Lesser operative time, comparatively early removal of bilateral ureteric catheter and less analgesic required ultimately results in early convalescence and reduced duration of hospitalization, 3.2 days in laparoscopic extravesical versus 3.9 days in laparoscopic O’Connor, which is comparable with published literature. Regarding the blood loss, the mean blood loss in the laparoscopic O’Connor group was 210 mL, whereas in published literature of laparoscopic O’Connor it ranged from 59 to 333 mL. On the other hand, in the present study, the mean blood loss was 95 mL with laparoscopic extravesical technique, while with the case series of laparoscopic extravesical repair the Abdel Karim et al^27^ study reported a mean blood loss of 110 mL and duration of hospitalization was 3 days, which is comparable with ours, 3.2 days of hospitalization.
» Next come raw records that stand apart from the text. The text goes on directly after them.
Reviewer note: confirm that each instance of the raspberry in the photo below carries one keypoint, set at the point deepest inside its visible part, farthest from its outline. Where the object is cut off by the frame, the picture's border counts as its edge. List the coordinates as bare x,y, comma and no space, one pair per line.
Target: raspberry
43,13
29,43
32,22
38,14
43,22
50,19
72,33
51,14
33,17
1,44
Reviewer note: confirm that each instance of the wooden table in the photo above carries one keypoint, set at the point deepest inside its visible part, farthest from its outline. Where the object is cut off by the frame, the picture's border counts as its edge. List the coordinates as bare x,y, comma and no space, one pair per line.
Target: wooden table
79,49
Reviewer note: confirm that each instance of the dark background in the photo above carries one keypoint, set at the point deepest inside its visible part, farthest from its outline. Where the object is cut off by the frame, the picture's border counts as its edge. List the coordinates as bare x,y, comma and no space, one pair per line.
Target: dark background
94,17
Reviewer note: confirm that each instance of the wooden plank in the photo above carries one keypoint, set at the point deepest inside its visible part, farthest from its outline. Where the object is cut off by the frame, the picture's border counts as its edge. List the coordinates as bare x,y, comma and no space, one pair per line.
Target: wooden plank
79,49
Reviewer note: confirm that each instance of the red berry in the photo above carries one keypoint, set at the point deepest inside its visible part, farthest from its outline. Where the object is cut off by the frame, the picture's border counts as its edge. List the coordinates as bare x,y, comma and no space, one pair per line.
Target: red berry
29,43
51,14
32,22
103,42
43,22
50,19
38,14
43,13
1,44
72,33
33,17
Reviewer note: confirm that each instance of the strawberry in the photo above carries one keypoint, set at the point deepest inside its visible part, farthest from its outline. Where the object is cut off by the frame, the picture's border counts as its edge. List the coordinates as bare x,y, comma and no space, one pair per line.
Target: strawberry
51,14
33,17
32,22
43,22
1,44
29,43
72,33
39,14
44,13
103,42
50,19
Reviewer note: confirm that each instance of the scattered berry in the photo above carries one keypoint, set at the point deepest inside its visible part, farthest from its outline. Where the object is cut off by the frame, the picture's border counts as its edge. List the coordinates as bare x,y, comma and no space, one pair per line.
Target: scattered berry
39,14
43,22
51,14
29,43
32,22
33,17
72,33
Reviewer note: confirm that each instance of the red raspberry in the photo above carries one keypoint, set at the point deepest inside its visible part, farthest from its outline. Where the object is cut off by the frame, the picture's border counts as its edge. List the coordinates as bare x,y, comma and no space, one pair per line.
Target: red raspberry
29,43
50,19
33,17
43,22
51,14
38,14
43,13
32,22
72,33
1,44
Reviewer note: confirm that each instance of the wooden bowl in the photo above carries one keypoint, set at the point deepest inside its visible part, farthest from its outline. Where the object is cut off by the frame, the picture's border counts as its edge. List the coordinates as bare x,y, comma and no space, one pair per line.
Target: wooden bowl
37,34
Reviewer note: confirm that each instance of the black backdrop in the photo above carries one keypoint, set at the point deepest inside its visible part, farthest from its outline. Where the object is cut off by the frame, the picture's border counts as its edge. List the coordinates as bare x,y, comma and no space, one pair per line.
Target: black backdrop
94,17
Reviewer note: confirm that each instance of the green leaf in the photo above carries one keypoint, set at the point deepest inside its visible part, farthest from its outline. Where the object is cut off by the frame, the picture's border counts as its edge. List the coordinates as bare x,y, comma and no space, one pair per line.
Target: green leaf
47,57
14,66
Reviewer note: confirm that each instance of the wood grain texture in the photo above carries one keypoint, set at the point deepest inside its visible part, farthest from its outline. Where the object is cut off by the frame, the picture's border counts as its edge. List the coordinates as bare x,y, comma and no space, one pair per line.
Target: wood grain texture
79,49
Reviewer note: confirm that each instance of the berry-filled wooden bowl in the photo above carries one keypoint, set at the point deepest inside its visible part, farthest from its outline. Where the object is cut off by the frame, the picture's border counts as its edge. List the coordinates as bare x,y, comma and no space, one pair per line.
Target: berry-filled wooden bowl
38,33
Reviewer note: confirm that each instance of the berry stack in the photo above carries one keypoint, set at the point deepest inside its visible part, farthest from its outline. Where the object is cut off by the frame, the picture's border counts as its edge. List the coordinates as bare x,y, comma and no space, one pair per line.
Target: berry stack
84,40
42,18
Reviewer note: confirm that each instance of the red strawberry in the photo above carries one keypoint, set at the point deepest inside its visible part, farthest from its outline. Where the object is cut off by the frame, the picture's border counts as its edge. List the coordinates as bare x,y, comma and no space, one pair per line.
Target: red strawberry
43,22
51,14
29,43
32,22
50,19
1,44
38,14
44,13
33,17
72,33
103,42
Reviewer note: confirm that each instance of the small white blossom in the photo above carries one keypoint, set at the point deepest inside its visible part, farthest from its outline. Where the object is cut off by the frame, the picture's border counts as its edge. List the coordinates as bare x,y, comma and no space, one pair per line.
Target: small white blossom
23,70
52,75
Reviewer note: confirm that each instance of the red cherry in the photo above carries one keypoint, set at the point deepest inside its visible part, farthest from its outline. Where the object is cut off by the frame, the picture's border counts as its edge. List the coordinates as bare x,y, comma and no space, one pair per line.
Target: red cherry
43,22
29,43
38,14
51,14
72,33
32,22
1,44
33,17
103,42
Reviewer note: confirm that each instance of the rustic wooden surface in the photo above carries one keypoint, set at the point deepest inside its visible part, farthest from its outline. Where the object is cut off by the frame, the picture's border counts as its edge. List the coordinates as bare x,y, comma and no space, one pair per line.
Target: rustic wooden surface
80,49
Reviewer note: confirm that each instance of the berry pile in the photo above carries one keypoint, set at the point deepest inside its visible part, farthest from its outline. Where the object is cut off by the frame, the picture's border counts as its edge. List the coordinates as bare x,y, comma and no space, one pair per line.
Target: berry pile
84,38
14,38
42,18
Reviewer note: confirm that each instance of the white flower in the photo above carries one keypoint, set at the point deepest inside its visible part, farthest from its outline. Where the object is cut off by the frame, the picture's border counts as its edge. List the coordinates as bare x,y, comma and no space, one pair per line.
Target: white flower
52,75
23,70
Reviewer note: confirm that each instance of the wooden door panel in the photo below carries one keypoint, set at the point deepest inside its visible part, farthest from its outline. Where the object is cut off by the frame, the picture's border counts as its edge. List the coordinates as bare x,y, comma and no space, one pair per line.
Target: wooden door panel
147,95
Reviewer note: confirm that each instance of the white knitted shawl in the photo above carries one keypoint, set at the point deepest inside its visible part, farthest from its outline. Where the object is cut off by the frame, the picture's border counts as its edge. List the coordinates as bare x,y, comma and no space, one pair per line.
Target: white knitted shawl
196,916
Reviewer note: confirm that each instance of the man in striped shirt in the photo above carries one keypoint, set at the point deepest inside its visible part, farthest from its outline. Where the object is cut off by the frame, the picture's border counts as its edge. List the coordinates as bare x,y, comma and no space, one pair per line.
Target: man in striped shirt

The reduced mean blood loss in laparoscopic extrvesical was mainly due to limited dissection and precluded cystotomy that could be a source of bleeding. In the present study, we observed that in the patients with a long curved supratrigonal fistulous tract the risk of inadvertent cystotomy during the laparoscopic extravesical technique was slightly on the higher side. In such cases if inadvertent cystotomy occurred then adoption of laparoscopic O’Connor approach as salvage procedure intraoperatively was we found as a good option. We had 1 such case that has been included in the laparoscopic O’Connor group. Perivesical adhesions can also cause inadvertent cystotomy during laparoscopic extravesical repair; however, we had no such case of conversion due to perivesical adhesions. In cases where the fistulous opening was in close proximity of the ureteric orifice laparoscopic O’Connor has advantageous cystotomy as it can help in identification of the fistula tract and precise excision of the tract with securing bilateral ureteric orifice.
In the post-operative period, 27.7% patients had Clavien–Dindo class I complications in the laparoscopic O’Connor group, like mild hematuria, which was resolved spontaneously in 1-2 days, also prolonged paralytic ileus in 11.1% and surgical site infection (SSI) in 5.55% of the patients, which were managed successfully with conservative measures. On the other hand, in the laparoscopic extravesical group, these complications were very limited, with 11.1% of the patients having hematuria and 5.55% having prolonged paralytic ileus, which were managed conservatively. With comparable mean durations of follow-up, 12.4 months in the laparoscopic O’Connor group and 14.7 months in the laparoscopic extravesical group, 26% of the patients in the laparoscopic O’Connor group had UUI. It was probably due to bladder spasms after cystotomy during laparoscopic O’Connor repair. However, these patients were managed with anticholinergics. In the present study the success rate of laparoscopic O’Connor was 83.33%, while in literature it ranges between 87% and 100%. We would like to quote that 3 failed cases in laparoscopic O’Connor and 1 in laparoscopic extravesical have been reoperated at an interval of 12 weeks with laparoscopic O’Connor and laparoscopic extravesical techniques, respectively, with successful outcomes. It denotes the reproducibility of these techniques. The limitations of this study are the small sample size and nonrandomization of the patients. However, size of VVF, comorbidities of the patients, and primary or recurrent cases were comparable and without significant differences in both the groups.
In conclusion, we observed that laparoscopic extravesical technique is more patient friendly with lesser operative time, less blood loss, reduced duration of hospitalization, and successful outcomes in comparison to laparoscopic O’Connor technique in the management of supratrigonal VVF. However, multi-institutional study outcomes should be sought.